Don Emilio walked toward two tables surrounded by Mexican vaqueros drinking, laughing, and playing cards.
Stone looked into his fresh glass of whiskey and thought: One moment a man’s going to blow you away, and the next moment he buys you a whiskey. He raised the glass carefully, slurped off an inch, then sucked air between his clenched teeth and placed the glass on the bar again.
He was hungry, and didn’t have the price of a meal. Maybe he should’ve borrowed a few dollars from Don Emilio, while that hombre was in a good mood. Then suddenly he realized what he was supposed to do. He was supposed to feed and water Tomahawk. The poor animal was probably starving to death, while he was drinking whiskey, chasing dancing girls, and getting into trouble.
Stone’s head did another pirouette, he leaned his elbows on the bar.
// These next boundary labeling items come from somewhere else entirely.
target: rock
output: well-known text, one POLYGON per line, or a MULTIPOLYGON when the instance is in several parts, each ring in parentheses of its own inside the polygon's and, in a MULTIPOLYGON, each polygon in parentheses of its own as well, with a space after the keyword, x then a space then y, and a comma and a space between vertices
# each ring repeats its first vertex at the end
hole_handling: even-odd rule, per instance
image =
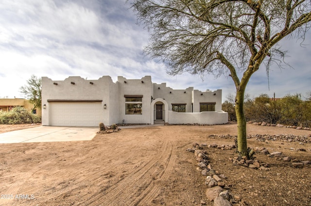
POLYGON ((274 156, 276 155, 281 155, 281 154, 282 154, 282 153, 280 152, 274 152, 272 153, 270 153, 270 155, 271 156, 274 156))
POLYGON ((240 196, 236 195, 233 195, 233 199, 234 199, 234 200, 238 202, 240 201, 241 200, 241 198, 240 197, 240 196))
POLYGON ((105 127, 105 125, 104 124, 104 123, 100 123, 99 129, 100 131, 106 131, 106 127, 105 127))
POLYGON ((227 177, 225 176, 224 174, 219 174, 218 176, 219 176, 219 177, 222 179, 226 179, 227 178, 227 177))
POLYGON ((207 176, 205 180, 205 184, 207 186, 207 188, 213 188, 217 185, 217 182, 210 176, 207 176))
POLYGON ((221 178, 220 177, 219 177, 218 176, 217 176, 217 175, 216 175, 216 174, 214 174, 213 175, 213 178, 214 179, 215 179, 215 180, 216 181, 217 181, 217 182, 220 182, 220 181, 222 181, 221 178))
POLYGON ((292 158, 292 157, 290 157, 290 156, 285 157, 283 158, 283 160, 284 161, 290 161, 292 160, 292 158, 292 158))
POLYGON ((219 193, 223 191, 223 189, 219 186, 208 188, 206 190, 205 194, 210 201, 213 201, 215 198, 219 196, 219 193))
POLYGON ((270 154, 269 151, 268 151, 268 150, 266 149, 265 149, 261 151, 260 153, 263 154, 264 155, 268 155, 269 154, 270 154))
POLYGON ((207 156, 203 153, 200 153, 198 155, 198 158, 202 158, 203 159, 207 159, 207 156))
POLYGON ((301 161, 301 163, 303 163, 305 165, 307 165, 307 164, 311 164, 311 161, 301 161))
POLYGON ((209 148, 209 147, 217 147, 218 145, 217 145, 216 144, 209 144, 208 146, 207 146, 207 147, 209 148))
POLYGON ((257 168, 259 168, 259 167, 260 166, 260 164, 259 163, 259 162, 257 162, 257 161, 255 161, 254 162, 253 164, 254 165, 255 165, 257 168))
POLYGON ((252 169, 257 169, 257 168, 258 168, 257 167, 256 167, 256 166, 255 166, 253 164, 250 164, 250 165, 248 165, 248 167, 250 168, 252 168, 252 169))
POLYGON ((191 148, 189 148, 186 150, 186 151, 188 151, 190 152, 194 152, 194 150, 191 148))
POLYGON ((254 160, 253 159, 247 159, 245 161, 246 164, 253 164, 254 160))
POLYGON ((219 196, 221 197, 223 197, 226 200, 229 200, 229 191, 225 190, 219 193, 219 196))
POLYGON ((194 151, 194 155, 195 155, 196 156, 197 156, 198 155, 199 155, 199 154, 201 154, 202 153, 202 151, 200 149, 196 149, 194 151))
POLYGON ((216 171, 214 170, 211 169, 207 173, 207 175, 213 176, 214 174, 216 174, 216 171))
POLYGON ((304 164, 302 162, 293 162, 292 163, 292 165, 295 167, 300 167, 303 166, 304 164))
POLYGON ((223 188, 225 186, 225 182, 223 182, 222 181, 220 181, 219 182, 217 182, 217 185, 219 187, 223 188))
POLYGON ((232 205, 223 197, 219 196, 214 200, 214 206, 232 206, 232 205))
POLYGON ((207 165, 204 162, 201 162, 199 164, 198 164, 198 166, 202 169, 204 169, 206 167, 207 165))
POLYGON ((200 204, 201 204, 201 206, 206 206, 206 203, 205 202, 205 201, 204 201, 203 200, 201 200, 201 202, 200 203, 200 204))

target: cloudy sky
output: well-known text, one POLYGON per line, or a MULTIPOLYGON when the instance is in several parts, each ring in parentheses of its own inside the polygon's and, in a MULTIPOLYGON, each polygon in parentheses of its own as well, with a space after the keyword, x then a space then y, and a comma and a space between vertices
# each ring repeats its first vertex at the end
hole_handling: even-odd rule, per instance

It was getting late, and he thought he’d just go off with Tomahawk to a grassy watering spot, and fall asleep with all the other prairie dogs.
He lifted the glass to his lips again, and somebody behind him said, “There he is!”
Stone turned around and saw the two bodyguards from the Barlowe House. He looked at them, and his demons urged him on. They’d jumped him in the hallway, punched him around, and prevented him from being alone with the fair Veronika.
“We been lookin’ fer you,” said red shirt.
“I haven’t been hiding,” Stone replied.
The two bodyguards looked at each other, turned down the corners of their mouths, and charged.
Stone lunged when they came close, throwing a straight right through the smoke at the nose of plaid shirt, and plaid shirt raised his arms to block the punch, while red shirt slammed Stone in the kidney with a left hook.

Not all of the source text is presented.